The new patient friendlier technology, which competes most directly with “classical” coronary bypass, is multivessel (mostly two artery) angioplasty with intracoronary stenting. The Emory angioplasty versus surgery trial,4 the bypass angioplasty revascularisation investigation,8 the random intervention treatment of angina study,9 and the arterial revascularization therapy study10 are all randomised studies of CABG versus PTCA. The conclusion one derives from these studies is that initial results with PTCA compare favourably with CABG. However, late results are as good as CABG only by allowing for late repeat percutaneous procedures, including subsequent stent placements and CABG when needed. By inspecting the report figures, survival over 2.5 to 5 years drops off at 1–2% per year in both trial arms, similar to the attrition in the large CABG only reports.

It appears from the recent randomised PTCA versus CABG trials that favourable patients will achieve a similar long term outcome post-PTCA with intracoronary stenting, if the re-stenosis problem is solved. A recent very large retrospective risk adjusted study of CABG versus stenting shows equal results in patients suitable for either approach.11 The primary angioplasty versus stent implantation in acute myocardial infarction12 and the Belgium and Netherlands stent13 trials compared stent implantation with balloon angioplasty alone. Both show a reduced incidence of cardiac events in the stent groups with significantly lower restenosis rates.

REPEAT PTCA OR STENTING

The need for repeat PTCA or stenting may be more acceptable to patients than initial CABG, even though the latter may ultimately be required. Perhaps putting off CABG a few years will avoid the second CABG. The Hayes Inc online medical technology directory, sponsored by the insurance industry, gives an “A” rating to elective stent implantation and elective stent implantation using antiplatelet treatment. Thus, from a health insurance prospective, these procedures are becoming accepted standards of care in medical practice.

The Perth report is unusual in reporting the time to repeat bypass in a large group of patients. Mean time to a repeat CABG in their patients was 8.1 years, ranging up to 16 years. We found at Marshfield (unpublished thoracic and cardiovascular surgery departmental database information) that the average time to second CABG was just over nine years the first time we looked at it. However, at 22 years into the CABG era the average time to second CABG was 11 years. We suggest that average time to repeat CABG is a moving target. We presume that this is the reason why Bradshaw uses a three year point to compare the effects of available baseline traits on incidence of reoperation.
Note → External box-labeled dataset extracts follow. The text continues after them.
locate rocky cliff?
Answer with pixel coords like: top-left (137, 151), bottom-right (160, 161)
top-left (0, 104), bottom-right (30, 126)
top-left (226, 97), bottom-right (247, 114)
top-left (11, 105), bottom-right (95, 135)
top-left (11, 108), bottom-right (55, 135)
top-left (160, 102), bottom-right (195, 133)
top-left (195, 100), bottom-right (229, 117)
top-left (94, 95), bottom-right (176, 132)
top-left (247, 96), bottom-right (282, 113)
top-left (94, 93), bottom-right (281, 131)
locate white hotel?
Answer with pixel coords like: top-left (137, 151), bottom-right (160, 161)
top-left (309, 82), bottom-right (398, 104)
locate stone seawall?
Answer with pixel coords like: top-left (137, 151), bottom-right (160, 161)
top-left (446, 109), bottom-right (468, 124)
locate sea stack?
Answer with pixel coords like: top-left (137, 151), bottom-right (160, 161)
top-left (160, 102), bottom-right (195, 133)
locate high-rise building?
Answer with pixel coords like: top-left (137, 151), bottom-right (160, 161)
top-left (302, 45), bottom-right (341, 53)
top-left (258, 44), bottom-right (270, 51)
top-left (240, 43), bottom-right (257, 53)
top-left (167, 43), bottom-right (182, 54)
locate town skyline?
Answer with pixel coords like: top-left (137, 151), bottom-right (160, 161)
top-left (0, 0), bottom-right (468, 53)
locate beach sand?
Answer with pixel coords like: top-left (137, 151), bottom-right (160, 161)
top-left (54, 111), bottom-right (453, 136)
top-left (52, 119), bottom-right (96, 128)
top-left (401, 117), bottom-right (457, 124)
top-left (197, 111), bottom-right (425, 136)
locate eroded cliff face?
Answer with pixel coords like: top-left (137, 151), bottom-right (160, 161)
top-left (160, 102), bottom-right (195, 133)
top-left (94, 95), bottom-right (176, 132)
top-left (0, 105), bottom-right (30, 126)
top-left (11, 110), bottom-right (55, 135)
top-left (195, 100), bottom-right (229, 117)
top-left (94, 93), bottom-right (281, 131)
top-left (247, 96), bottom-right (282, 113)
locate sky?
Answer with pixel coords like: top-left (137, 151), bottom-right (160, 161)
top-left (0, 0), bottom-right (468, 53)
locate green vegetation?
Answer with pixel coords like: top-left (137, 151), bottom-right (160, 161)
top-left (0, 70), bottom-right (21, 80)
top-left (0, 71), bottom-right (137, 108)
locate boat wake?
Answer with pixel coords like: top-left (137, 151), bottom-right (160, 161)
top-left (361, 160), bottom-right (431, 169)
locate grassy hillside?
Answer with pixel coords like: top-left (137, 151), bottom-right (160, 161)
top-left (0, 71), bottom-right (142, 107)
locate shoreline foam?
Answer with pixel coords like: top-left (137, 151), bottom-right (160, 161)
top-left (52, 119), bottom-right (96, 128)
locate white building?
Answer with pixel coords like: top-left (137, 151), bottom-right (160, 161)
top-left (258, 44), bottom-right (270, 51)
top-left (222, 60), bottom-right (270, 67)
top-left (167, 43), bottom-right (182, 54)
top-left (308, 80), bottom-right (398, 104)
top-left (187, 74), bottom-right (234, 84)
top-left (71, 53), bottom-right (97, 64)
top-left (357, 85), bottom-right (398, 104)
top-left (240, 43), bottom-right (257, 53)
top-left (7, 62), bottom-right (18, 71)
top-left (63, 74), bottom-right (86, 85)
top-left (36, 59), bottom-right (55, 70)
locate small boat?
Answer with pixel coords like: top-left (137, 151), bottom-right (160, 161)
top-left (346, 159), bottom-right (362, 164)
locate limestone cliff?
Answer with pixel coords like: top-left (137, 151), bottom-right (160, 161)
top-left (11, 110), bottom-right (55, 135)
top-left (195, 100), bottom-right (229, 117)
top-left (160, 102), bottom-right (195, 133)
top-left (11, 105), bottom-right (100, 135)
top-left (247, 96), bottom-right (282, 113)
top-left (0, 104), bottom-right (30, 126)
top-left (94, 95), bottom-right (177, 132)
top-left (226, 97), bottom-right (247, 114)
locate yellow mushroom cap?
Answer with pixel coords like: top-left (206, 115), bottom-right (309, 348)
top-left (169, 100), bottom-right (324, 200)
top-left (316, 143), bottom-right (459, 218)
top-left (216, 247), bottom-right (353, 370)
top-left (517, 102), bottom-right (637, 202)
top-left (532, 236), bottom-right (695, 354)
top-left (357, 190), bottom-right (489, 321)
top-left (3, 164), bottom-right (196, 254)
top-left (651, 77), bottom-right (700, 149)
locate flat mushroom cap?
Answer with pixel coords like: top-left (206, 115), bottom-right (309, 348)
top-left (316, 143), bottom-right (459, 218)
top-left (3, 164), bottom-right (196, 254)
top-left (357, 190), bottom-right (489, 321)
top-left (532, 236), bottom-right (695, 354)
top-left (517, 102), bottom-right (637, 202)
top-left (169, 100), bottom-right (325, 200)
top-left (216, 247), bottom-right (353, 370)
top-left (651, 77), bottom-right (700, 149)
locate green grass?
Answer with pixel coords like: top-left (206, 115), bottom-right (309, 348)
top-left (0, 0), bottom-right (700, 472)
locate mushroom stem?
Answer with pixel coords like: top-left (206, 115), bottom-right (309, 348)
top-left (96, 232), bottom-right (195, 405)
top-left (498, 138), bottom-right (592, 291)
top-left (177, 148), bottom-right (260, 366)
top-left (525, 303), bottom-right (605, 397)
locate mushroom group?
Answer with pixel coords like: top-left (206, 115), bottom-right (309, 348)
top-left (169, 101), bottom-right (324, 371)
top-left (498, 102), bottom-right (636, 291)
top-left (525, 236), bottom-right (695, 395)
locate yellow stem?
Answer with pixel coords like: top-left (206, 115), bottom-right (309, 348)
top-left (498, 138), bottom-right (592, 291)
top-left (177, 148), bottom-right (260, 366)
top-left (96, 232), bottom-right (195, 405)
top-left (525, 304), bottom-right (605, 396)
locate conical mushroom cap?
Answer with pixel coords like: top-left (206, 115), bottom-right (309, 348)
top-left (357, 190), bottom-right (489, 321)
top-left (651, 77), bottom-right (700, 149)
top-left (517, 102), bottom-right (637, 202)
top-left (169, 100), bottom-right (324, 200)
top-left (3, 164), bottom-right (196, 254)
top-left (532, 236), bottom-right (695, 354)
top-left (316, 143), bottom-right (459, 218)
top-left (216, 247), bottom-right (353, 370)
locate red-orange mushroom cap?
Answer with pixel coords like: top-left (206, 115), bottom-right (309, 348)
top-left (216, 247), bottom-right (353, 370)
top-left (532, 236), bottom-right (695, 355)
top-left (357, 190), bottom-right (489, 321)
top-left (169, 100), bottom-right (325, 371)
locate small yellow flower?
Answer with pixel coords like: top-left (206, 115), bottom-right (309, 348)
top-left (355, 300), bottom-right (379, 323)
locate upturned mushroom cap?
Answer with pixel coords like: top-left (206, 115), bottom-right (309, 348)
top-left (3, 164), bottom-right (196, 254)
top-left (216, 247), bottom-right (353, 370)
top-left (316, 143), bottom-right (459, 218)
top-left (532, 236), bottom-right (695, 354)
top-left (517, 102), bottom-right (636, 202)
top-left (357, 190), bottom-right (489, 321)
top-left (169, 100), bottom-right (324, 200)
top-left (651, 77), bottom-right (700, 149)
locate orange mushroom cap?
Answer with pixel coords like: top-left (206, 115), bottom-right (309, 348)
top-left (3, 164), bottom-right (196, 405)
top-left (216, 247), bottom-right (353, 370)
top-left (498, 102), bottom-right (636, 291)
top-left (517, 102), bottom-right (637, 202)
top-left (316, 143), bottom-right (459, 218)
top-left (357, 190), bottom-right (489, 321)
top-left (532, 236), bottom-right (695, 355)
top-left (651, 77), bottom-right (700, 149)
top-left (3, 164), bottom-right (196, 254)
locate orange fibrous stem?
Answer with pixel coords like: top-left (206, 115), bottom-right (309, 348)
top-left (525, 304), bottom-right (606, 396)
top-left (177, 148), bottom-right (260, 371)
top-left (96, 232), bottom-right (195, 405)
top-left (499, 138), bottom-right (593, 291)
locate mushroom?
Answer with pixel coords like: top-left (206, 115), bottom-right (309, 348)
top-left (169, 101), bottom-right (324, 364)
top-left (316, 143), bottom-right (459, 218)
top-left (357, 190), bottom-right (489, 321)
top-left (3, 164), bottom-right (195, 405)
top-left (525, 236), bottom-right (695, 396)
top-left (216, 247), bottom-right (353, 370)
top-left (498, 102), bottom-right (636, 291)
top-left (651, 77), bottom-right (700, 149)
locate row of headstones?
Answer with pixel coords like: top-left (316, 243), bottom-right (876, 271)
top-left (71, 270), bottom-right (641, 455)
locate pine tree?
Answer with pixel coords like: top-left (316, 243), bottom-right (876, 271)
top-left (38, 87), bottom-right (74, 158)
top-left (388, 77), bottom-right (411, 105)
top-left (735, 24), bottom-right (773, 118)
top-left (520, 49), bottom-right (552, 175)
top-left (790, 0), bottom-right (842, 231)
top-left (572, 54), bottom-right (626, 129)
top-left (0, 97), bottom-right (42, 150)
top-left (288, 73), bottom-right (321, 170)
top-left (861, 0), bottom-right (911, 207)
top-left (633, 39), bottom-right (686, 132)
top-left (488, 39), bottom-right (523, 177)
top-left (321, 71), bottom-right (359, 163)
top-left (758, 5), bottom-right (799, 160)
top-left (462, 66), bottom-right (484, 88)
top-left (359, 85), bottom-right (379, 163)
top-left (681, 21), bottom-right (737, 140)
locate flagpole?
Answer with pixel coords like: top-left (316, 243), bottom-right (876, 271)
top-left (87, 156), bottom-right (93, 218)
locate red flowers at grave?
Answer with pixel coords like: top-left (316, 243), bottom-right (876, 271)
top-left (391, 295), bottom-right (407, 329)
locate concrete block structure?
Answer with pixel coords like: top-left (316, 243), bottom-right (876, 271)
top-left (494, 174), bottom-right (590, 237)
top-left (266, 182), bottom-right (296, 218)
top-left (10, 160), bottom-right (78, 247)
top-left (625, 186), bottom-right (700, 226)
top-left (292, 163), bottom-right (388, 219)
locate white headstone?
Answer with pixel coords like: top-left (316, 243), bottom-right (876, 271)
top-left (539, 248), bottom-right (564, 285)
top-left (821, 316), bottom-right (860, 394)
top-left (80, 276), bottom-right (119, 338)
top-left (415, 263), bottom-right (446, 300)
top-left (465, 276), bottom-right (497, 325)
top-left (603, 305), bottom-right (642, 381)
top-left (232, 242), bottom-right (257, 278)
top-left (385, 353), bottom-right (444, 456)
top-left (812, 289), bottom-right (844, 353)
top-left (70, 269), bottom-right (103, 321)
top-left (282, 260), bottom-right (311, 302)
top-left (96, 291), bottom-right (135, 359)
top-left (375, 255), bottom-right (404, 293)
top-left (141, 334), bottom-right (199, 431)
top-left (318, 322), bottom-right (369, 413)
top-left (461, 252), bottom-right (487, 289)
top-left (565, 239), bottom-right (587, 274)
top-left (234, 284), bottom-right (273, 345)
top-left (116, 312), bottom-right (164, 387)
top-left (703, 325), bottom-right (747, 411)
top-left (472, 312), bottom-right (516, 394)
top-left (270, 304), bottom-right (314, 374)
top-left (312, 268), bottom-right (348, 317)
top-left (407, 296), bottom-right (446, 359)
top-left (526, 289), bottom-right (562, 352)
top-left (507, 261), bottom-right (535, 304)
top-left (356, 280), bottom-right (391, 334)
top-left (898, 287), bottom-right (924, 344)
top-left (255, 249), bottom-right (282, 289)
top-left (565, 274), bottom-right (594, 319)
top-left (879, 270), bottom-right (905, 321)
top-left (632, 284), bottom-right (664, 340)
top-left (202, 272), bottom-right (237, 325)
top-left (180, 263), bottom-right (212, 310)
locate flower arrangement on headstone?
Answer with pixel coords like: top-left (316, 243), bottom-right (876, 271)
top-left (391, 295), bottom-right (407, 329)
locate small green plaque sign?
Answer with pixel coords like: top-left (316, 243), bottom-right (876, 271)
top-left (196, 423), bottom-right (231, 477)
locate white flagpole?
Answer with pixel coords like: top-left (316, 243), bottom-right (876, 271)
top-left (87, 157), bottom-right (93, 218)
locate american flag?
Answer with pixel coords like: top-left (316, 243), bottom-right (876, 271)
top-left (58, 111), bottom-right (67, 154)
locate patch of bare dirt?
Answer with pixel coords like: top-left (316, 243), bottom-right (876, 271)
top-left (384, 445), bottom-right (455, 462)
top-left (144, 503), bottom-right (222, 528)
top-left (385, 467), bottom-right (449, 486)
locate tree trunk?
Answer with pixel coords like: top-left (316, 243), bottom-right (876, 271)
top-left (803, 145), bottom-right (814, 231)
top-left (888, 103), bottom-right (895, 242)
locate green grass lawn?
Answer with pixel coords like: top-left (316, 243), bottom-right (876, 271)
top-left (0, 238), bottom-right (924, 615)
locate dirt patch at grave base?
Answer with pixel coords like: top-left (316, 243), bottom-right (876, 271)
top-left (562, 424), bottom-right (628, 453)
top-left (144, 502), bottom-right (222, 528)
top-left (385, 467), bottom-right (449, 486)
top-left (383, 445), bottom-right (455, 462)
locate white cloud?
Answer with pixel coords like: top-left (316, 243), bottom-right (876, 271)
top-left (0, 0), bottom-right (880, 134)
Nonetheless, the risk of needing a repeat operation is a reality whether using CABG or PTCA with or without stent placement. For three vessel disease, multiple or diffuse lesions, left main coronary artery stenosis, and impaired left ventricular function, CABG which includes at least one ITA bypass remains the most common treatment at this time, the results of which still set a high standard.

New developments in bypass grafting and percutaneous interventions should increase the safety and tolerability of coronary revascularisation. But how long does the benefit last?